One government elected by the people. One person one vote

No to Co-governance, No to ethnic privilege. Yes to democracy and power by the people. 

New Conservative rejects separatist policies.

Labour and Te Pati Maori have been pushing separatist policies which would divest New Zealanders of their democratic rights. New Conservative firmly opposes such policies.

Nobody could have failed to notice that during the last two terms of the Labour government that there has been a concerted push to foist Maori language and names upon just about every aspect of our daily lives. From media greetings and renaming our cities and towns, to the replacing of the names of virtually all our Government departments and on


New Conservative believe that this renaming policy is simply a foreshadowing of what the elite Maori in caucus and in the Te Pati Maori Party want to achieve not just in nomenclature but in terms of governmental control. New Conservative believes we must oppose the push for Co-governance and Maori sovereignty if we are to ensure our country remains a democracy run on the principle of one person one vote. We oppose state-sanctioned apartheid where one ‘ethnic group’ has more than one vote per person.
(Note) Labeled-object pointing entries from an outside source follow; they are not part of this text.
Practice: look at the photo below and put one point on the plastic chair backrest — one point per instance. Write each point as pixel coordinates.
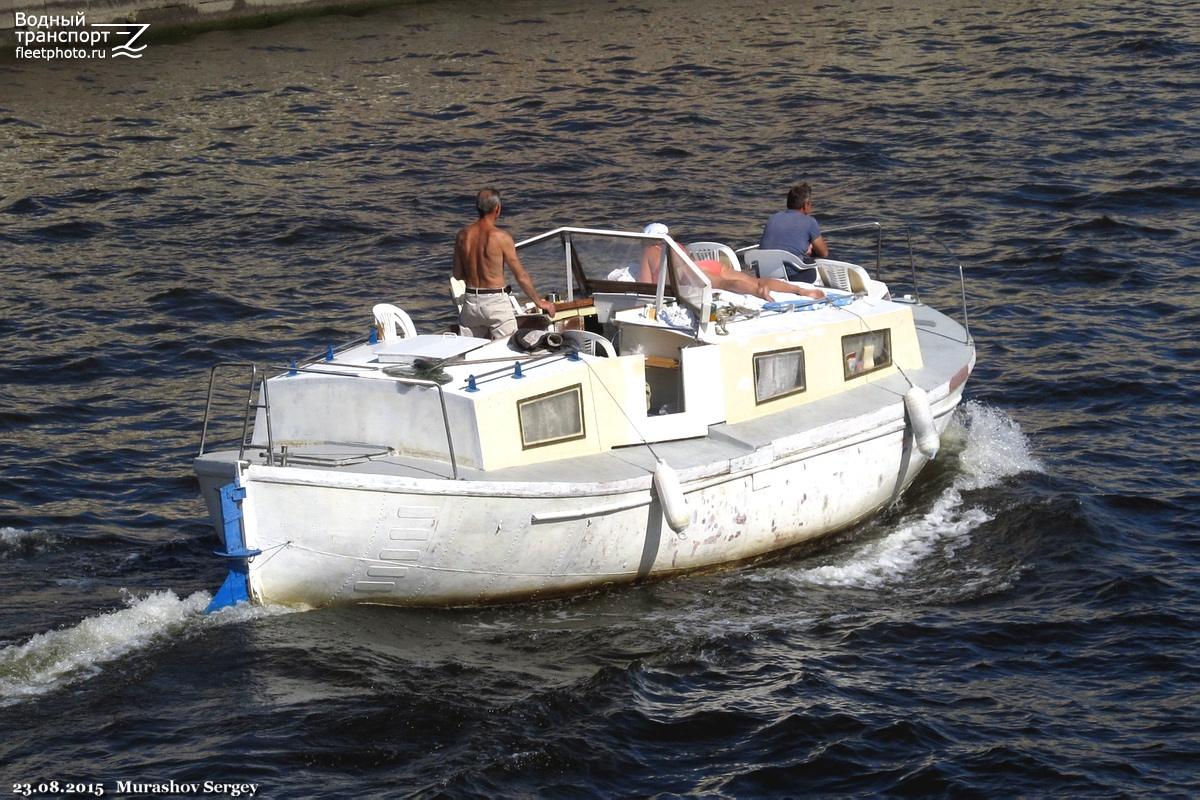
(393, 323)
(588, 342)
(772, 263)
(846, 277)
(712, 251)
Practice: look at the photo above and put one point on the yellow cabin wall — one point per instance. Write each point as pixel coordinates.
(604, 422)
(822, 361)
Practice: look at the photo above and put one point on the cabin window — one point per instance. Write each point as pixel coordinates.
(778, 374)
(863, 353)
(552, 417)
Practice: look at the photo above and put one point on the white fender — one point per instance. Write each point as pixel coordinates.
(921, 417)
(675, 507)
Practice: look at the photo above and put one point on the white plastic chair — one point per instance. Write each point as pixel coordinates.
(588, 342)
(773, 263)
(846, 277)
(712, 251)
(393, 323)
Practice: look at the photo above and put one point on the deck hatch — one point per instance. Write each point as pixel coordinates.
(552, 417)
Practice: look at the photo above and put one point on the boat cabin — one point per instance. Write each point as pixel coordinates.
(624, 361)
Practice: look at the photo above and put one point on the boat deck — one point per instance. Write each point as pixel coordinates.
(875, 404)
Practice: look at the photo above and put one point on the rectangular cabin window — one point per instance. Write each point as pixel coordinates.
(863, 353)
(778, 374)
(552, 417)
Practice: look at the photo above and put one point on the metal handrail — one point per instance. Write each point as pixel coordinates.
(250, 404)
(312, 370)
(912, 262)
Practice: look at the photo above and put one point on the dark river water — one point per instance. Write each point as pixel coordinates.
(1023, 623)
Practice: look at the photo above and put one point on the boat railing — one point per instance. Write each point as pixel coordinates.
(252, 408)
(249, 407)
(907, 235)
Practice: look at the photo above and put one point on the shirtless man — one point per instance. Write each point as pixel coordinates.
(480, 253)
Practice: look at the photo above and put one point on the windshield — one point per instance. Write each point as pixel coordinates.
(579, 263)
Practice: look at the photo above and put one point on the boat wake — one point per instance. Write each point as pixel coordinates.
(49, 661)
(990, 449)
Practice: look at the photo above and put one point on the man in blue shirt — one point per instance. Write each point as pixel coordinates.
(793, 229)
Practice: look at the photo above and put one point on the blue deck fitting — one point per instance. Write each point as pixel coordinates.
(235, 588)
(809, 304)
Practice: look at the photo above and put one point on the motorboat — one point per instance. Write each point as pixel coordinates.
(646, 431)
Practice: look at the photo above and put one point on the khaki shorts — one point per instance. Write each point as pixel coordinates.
(487, 316)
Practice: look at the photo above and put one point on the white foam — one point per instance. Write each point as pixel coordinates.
(12, 539)
(993, 449)
(57, 659)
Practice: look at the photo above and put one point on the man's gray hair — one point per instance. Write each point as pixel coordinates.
(486, 202)
(798, 196)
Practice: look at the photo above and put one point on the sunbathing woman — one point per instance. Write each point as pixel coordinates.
(719, 275)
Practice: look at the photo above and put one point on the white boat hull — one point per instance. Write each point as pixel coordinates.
(335, 537)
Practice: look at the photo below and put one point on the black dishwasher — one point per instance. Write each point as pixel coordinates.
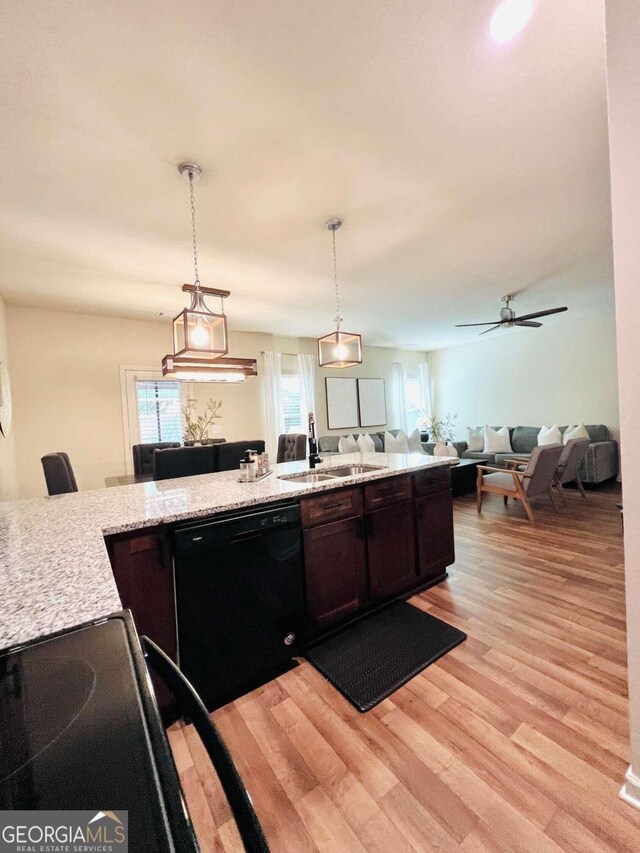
(240, 600)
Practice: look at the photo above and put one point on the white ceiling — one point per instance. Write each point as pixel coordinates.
(463, 170)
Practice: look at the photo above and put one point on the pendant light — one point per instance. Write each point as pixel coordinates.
(338, 349)
(197, 331)
(200, 341)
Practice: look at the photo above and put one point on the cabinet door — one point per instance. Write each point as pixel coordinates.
(334, 561)
(143, 572)
(391, 551)
(434, 521)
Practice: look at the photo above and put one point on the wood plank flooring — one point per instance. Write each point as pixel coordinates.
(514, 741)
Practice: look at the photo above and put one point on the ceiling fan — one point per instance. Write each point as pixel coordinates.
(508, 318)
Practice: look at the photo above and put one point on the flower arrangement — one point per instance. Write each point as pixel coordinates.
(196, 427)
(441, 429)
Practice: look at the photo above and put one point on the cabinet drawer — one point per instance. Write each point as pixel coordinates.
(387, 492)
(428, 482)
(331, 506)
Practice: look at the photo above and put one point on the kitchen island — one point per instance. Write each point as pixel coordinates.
(55, 567)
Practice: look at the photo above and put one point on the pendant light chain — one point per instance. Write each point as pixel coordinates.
(338, 318)
(193, 231)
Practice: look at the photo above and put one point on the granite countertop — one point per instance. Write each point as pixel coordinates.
(54, 567)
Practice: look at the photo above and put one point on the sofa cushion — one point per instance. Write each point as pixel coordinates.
(524, 439)
(549, 435)
(497, 441)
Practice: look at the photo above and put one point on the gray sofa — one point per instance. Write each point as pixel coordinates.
(600, 464)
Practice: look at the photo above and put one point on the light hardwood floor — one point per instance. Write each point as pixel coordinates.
(515, 740)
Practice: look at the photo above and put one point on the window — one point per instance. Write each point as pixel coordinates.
(291, 402)
(158, 404)
(416, 395)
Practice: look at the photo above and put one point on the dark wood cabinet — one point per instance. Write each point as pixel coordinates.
(391, 550)
(434, 527)
(143, 571)
(335, 570)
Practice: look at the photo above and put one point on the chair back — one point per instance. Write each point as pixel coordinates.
(173, 462)
(227, 455)
(292, 447)
(541, 469)
(143, 455)
(58, 474)
(571, 459)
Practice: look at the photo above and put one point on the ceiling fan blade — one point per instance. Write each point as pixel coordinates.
(541, 313)
(462, 325)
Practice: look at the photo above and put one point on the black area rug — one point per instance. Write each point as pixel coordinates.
(367, 661)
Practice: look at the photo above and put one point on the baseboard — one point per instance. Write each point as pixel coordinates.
(630, 791)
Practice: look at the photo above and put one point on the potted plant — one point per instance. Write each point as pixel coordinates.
(196, 427)
(441, 430)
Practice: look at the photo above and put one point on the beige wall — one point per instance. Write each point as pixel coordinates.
(623, 79)
(8, 478)
(564, 372)
(67, 390)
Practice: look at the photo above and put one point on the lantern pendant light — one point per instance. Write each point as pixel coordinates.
(198, 332)
(338, 349)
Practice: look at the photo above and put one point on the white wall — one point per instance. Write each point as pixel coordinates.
(67, 394)
(564, 372)
(623, 78)
(8, 478)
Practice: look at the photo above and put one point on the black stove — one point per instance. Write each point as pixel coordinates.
(80, 729)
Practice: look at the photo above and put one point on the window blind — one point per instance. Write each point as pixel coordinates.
(159, 406)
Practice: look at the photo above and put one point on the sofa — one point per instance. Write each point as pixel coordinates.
(600, 464)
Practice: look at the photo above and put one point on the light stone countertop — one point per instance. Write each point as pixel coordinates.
(54, 568)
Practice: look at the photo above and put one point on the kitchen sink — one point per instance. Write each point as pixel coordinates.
(352, 470)
(306, 477)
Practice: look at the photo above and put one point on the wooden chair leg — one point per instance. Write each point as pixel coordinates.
(522, 495)
(553, 499)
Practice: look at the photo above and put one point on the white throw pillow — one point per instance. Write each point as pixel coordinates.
(415, 445)
(365, 444)
(497, 441)
(475, 440)
(347, 444)
(396, 444)
(550, 435)
(575, 432)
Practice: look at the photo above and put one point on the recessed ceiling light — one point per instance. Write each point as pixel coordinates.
(509, 18)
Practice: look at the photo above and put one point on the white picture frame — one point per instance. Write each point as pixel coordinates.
(372, 402)
(342, 402)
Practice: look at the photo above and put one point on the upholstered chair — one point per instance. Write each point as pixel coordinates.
(537, 478)
(143, 455)
(292, 447)
(58, 474)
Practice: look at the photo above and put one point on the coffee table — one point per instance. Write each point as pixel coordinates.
(463, 476)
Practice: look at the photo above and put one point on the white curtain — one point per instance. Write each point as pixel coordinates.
(307, 375)
(399, 396)
(272, 400)
(425, 387)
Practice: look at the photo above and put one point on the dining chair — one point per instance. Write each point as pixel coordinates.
(291, 447)
(58, 474)
(143, 455)
(537, 479)
(172, 462)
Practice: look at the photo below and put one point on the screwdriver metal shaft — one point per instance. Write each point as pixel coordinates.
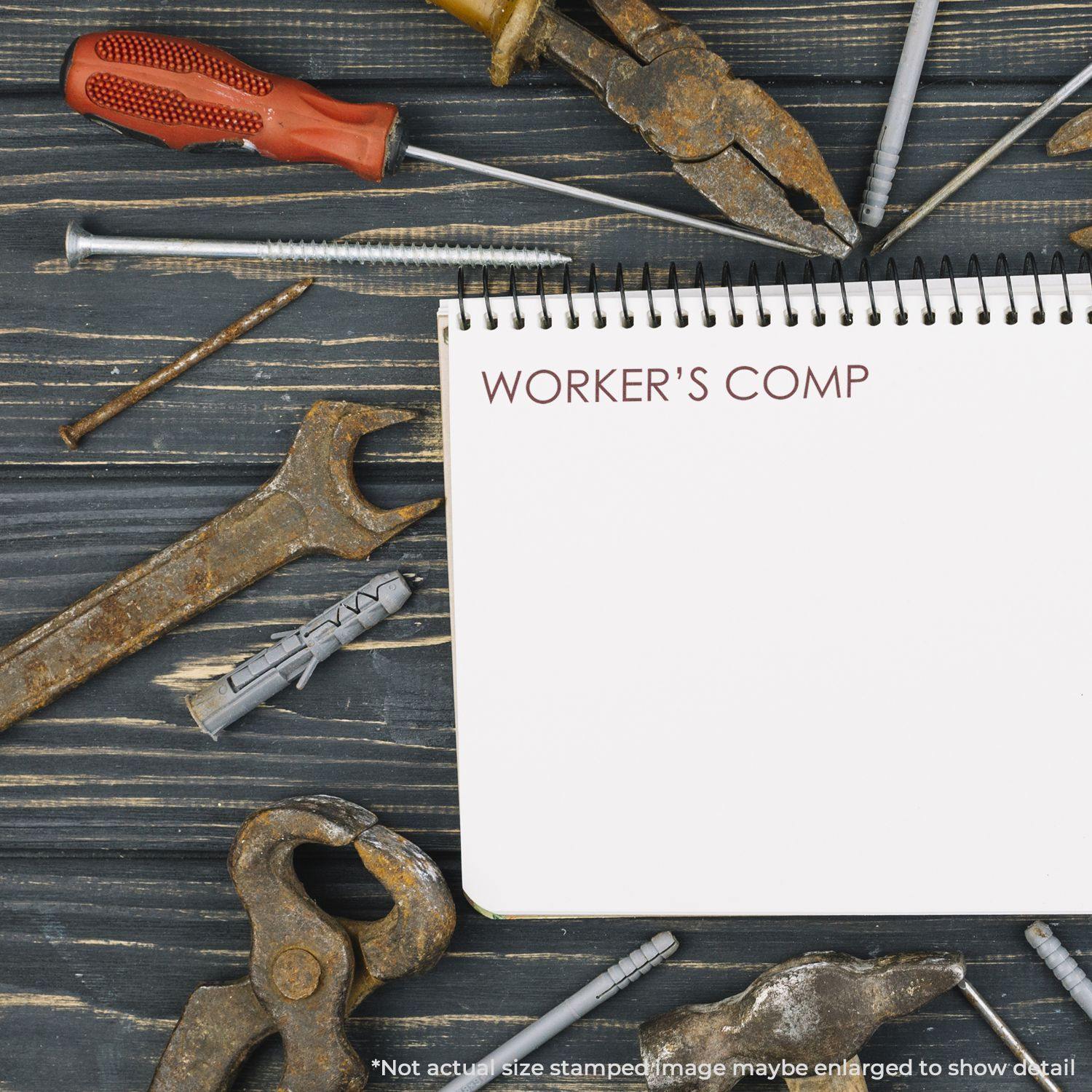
(1008, 1037)
(412, 152)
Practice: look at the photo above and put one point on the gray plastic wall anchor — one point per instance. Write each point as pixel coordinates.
(1065, 968)
(296, 654)
(893, 130)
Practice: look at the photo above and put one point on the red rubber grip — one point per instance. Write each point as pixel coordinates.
(188, 95)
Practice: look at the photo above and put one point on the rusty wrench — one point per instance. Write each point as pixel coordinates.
(310, 506)
(308, 971)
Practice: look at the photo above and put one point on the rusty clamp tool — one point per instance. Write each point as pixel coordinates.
(308, 971)
(1075, 135)
(310, 506)
(727, 137)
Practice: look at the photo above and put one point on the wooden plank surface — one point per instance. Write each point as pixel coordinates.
(116, 814)
(408, 41)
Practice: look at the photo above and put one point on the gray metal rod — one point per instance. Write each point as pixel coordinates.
(576, 191)
(987, 157)
(615, 978)
(1006, 1034)
(893, 130)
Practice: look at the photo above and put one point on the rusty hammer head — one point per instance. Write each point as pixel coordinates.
(817, 1009)
(318, 474)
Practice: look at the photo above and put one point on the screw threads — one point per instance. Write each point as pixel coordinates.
(384, 253)
(1066, 970)
(80, 244)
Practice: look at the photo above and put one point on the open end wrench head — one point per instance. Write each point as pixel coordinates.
(319, 473)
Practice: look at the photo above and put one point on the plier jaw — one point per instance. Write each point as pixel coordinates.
(727, 138)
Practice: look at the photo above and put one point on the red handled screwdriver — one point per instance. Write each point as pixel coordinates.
(190, 96)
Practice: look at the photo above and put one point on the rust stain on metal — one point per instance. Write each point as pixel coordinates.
(725, 137)
(312, 505)
(74, 432)
(308, 971)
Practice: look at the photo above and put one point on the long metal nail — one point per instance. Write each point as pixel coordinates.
(985, 159)
(1006, 1034)
(74, 432)
(581, 194)
(80, 244)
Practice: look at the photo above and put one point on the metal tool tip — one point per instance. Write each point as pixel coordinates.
(76, 244)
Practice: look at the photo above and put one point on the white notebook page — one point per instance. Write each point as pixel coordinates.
(826, 653)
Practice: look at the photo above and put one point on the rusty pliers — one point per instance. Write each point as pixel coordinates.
(308, 971)
(727, 137)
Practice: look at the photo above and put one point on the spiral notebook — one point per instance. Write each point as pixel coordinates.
(773, 601)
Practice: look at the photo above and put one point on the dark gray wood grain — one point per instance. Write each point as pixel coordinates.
(397, 41)
(116, 812)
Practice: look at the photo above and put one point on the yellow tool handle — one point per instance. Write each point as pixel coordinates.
(508, 24)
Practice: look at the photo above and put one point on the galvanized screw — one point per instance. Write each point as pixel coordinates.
(1051, 950)
(80, 244)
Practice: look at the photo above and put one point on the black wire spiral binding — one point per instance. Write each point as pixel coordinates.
(781, 280)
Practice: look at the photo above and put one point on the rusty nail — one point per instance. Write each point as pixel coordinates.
(74, 432)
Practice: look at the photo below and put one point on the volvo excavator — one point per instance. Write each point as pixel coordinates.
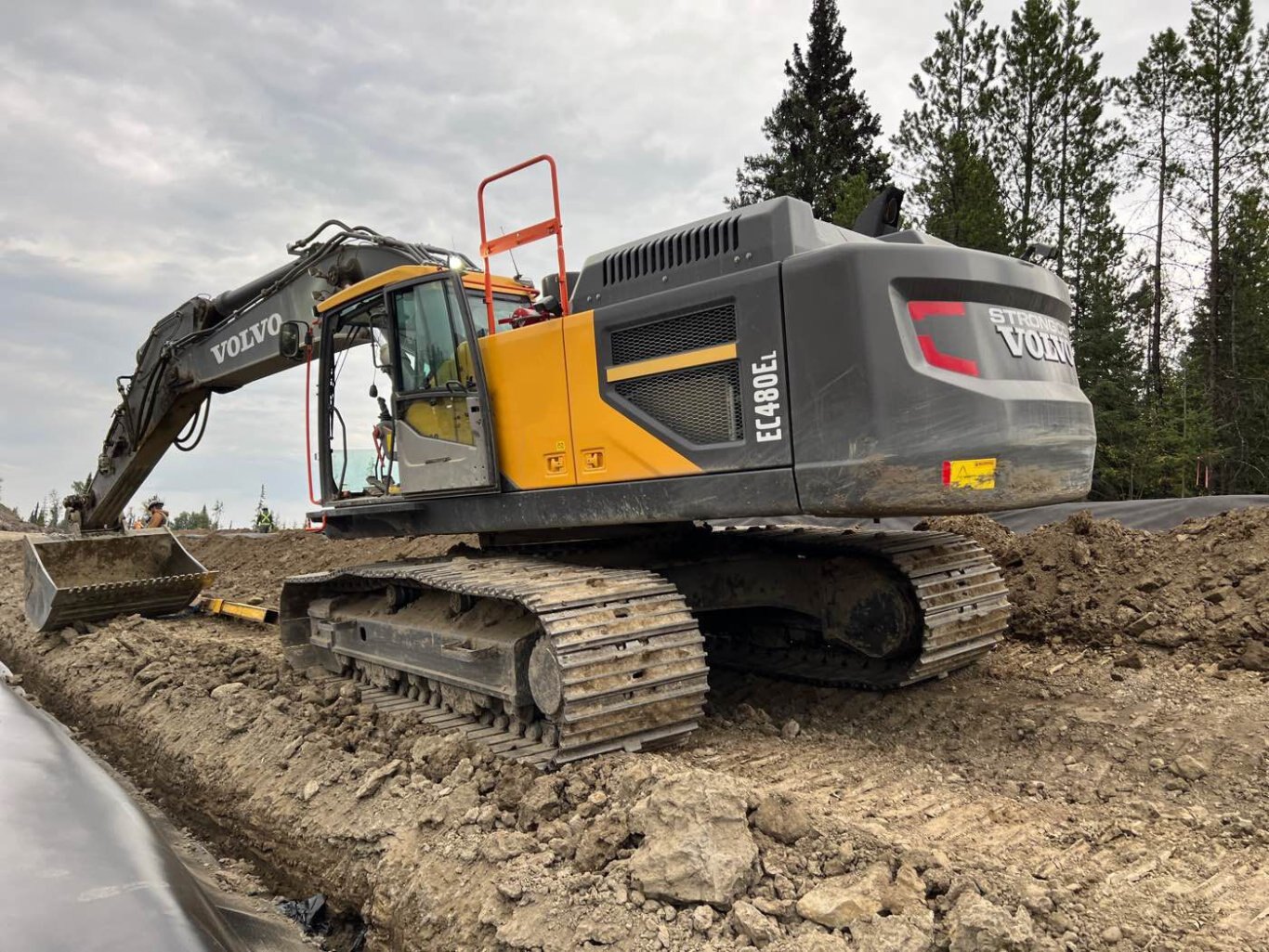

Recently Willie Jackson made the statement that, “Te Pati Maori want to own everything, they want to own the water and they want their own government”. 

The Treaty of Waitangi has been interpreted in many ways since it was signed and the question needs to be asked as to how did we go from there, where in the first article of Te tiriti (The Treaty of Waitangi), Maori text; the Chiefs gave the Queen "te Kawanatanga katoa", the governance or government over the land. In the English text, the chiefs gave the Queen " all the rights and powers of sovereignty" over the land and all the people in it, to where we are today?

What we can do is be guided by those voices like Sir Apirana Ngata in his 'The Treaty of Waitangi, An Explanation ' Apirana states that there were many divisions between the sub-tribes each under their own chief. Because there was no united authority or government and all tribes, similar to the present, have different ways of governance and Ti kanga it would be impossible for any Maori government to be able to govern all the various Maori Territories as one group of Maori. We are all, Maori and non-Maori, one people as New Zealanders. 

And his final comment to those who questioned the treaty: “If you think these things are wrong and bad then blame our ancestors who gave away their rights in the days when they were powerful”.

New Conservative believe that Labour has used Three Waters as a Trojan horse. It has sneakily tried to endorse its policies of Co-Governance on the back of Three Waters. Not everyone in this country has seen through this ruse.

National says, no one owns water, Labour says, everyone owns water, I say no one owns water but we all have individual rights to water. No one has the right to own it. Control is another matter.

It is clear that New Zealand has problems with its water infrastructure. Some councils have managed their use of water well, but others have done so very poorly. Nobody would argue that we need to spend money updating and managing our water structures. However, to suggest that this should be best done by centralising our water management structure into a massive bureaucracy dominated by a small number of Maori elitist is the antithesis of the localism New Conservative seeks to achieve and is central to its policies.

 One only needs to look at the fiasco that the amalgamation of our Polytechnics has become to realize the dangers inherent in communistic type centralisation of public assets and infrastructure. Chris Hipkins was told very clearly by education chiefs like Phil Ker the former CEO of the Otago Polytechnic that his Te Pukenga concept was a solution to a problem that simply did not exist.  Millions have now been wasted on this education behemoth which is now floundering without real direction and beset with problems. 

New Conservative oppose Labour's Three Waters for the same reasons. We believe that as far as is possible, control of our local water infrastructure should be kept in local hands. That is not to say that there should not be some oversight and guidance from the government, but amalgamating the resources of over 120 NZ councils into four controlling water authorities is not going to solve the water problem. Rather it will birth a burgeoning bureaucracy populated by officials and dominated by ethnic self-interest, far removed from the real on-the-ground problems and local communities.

 New Conservative recognise that we need to update our water infrastructure but this does not mean the problem can or should be solved by re-framing our entire understanding and management of water by handing it over to government bureaucrats.